Les corps meurtris
Investigations judiciaires et expertises médico-légales au XVIIIe siècle ?
La médecine légale s'ancre depuis longtemps dans les savoirs naturalistes et normatifs qui mettent en signes et sens judiciaires le corps meurtri. Connus des Romains selon le Digeste, en place dans les coutumiers médiévaux, imposés par la législation des États absolutistes dans les cas de grossesse illégitime, d'infanticide, d'empoisonnement et de blessures mortelles ou non, devenus routiniers et réglés par des Édits multipliés au temps des Lumières dans le cadre de la justice pénale, les savoirs médico-légaux s'imposent comme la médecine du crime. La médecine légale, qui s'est construite comme une science depuis le XIXe siècle entre la scène du crime, l'université, la morgue, le laboratoire et les cours de justice, a une histoire qui remonte à la Renaissance au moins.
En atteste cet ouvrage constitué d'archives. Il donne à lire un corpus inédit d'environ 400 expertises médico-légales que signent au XVIIIe siècle à Genève des chirurgiens et des médecins assermentés en justice.

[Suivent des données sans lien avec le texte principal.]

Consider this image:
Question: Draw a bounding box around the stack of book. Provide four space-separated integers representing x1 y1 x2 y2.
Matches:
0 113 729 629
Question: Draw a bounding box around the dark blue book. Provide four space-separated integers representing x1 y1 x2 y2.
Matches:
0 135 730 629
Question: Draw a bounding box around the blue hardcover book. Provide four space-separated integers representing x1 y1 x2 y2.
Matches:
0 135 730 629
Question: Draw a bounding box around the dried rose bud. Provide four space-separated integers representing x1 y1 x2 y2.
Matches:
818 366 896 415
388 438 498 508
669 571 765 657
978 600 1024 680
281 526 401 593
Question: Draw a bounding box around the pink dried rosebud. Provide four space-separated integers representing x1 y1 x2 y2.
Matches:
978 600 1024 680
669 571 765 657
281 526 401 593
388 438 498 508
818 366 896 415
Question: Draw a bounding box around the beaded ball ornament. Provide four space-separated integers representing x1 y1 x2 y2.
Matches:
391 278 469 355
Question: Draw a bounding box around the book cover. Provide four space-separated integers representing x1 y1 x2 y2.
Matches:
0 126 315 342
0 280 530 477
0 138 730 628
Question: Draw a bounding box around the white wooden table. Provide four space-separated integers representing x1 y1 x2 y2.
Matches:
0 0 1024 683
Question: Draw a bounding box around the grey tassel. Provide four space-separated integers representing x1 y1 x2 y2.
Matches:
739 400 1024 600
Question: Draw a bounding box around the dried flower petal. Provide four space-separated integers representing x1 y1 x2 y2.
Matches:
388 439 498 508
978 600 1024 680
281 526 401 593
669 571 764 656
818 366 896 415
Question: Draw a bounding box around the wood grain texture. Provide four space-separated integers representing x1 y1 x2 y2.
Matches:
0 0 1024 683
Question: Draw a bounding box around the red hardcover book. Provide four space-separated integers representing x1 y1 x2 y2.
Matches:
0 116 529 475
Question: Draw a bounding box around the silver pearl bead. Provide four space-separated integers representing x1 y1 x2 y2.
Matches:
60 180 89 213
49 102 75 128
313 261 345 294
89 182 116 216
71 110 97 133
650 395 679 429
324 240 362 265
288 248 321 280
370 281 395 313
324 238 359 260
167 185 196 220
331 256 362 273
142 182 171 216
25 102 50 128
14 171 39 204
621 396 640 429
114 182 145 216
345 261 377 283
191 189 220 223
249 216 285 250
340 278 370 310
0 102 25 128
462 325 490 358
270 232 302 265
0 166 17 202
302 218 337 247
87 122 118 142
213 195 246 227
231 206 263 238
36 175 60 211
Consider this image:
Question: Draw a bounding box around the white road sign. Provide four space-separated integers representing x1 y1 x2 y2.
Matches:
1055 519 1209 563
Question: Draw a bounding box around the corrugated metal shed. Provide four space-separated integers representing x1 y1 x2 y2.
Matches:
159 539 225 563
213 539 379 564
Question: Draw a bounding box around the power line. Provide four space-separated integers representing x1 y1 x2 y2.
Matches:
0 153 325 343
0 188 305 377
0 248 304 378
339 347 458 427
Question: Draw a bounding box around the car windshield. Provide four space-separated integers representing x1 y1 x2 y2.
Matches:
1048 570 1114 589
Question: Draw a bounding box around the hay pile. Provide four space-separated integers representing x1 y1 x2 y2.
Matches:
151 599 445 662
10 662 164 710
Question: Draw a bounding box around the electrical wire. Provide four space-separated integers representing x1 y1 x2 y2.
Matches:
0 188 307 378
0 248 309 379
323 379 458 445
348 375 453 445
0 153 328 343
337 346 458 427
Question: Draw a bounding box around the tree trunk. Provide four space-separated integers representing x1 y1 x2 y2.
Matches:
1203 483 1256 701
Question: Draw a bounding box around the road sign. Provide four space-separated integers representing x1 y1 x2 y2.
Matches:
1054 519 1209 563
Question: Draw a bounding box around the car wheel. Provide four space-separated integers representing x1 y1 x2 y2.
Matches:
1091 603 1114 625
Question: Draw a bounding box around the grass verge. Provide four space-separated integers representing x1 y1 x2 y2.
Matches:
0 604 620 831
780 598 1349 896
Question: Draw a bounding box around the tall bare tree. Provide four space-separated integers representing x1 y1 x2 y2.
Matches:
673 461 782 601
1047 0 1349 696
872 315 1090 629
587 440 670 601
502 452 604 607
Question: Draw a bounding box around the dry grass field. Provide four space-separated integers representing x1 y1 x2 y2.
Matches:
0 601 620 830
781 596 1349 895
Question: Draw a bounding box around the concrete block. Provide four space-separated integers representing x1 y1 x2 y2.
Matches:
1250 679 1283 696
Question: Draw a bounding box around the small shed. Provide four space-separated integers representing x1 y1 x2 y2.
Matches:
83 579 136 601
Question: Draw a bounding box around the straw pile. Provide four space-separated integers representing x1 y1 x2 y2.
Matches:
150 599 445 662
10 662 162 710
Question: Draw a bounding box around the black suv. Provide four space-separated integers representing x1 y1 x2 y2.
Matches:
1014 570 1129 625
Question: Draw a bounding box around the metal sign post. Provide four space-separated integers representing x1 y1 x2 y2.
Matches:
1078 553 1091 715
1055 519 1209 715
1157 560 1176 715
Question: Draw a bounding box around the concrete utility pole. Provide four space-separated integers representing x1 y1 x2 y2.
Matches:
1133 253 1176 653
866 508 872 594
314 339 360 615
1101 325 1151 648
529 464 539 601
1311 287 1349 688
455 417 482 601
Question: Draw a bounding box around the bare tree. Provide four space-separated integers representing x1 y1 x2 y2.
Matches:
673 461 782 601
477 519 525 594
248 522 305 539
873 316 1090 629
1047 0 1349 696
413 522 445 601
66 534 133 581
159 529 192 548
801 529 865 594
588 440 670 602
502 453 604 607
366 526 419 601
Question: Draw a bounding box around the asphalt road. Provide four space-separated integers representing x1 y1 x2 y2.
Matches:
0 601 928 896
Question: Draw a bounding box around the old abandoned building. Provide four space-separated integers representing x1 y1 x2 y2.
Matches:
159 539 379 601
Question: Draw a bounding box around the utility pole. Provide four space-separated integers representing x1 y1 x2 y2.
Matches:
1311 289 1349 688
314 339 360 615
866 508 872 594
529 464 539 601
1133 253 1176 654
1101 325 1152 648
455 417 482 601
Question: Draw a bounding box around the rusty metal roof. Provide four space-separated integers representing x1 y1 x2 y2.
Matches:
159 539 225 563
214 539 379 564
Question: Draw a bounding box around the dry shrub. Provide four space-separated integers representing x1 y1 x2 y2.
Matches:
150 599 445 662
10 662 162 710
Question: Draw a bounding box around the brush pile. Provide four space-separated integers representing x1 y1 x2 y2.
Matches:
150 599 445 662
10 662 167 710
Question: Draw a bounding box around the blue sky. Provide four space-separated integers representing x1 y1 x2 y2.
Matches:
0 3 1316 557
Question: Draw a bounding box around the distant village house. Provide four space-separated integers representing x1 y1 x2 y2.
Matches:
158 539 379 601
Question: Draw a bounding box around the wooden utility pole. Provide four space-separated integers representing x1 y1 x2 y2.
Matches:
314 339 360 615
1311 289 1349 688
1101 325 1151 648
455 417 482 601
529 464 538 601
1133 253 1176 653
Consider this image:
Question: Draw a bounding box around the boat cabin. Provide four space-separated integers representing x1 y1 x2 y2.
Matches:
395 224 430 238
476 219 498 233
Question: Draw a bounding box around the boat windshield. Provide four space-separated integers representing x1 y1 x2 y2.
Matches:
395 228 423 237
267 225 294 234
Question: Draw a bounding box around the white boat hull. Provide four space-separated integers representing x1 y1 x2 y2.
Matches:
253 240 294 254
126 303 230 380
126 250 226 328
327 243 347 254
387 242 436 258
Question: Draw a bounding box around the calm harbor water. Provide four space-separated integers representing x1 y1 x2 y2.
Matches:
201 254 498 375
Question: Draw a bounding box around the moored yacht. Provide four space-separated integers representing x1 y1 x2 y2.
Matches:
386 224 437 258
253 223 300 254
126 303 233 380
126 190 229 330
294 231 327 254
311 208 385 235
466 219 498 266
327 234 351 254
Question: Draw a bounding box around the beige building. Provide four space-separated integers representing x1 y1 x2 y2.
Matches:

Autour des enjeux judiciaires de l'expertise médico-légale qui limite l'arbitraire du juge, cette documentation permet d'historiciser la fabrique institutionnelle et sociale du savoir médico-légal sur le terrain du crime. L'investigation judiciaire et les expertises médico-légales qualifient et mesurent les conséquences morbides du passage à l'acte suicidaire ou criminel. Par l'objectivation naturaliste des plaies et des traumatismes, les experts mettent en indices judiciaires les corps meurtris.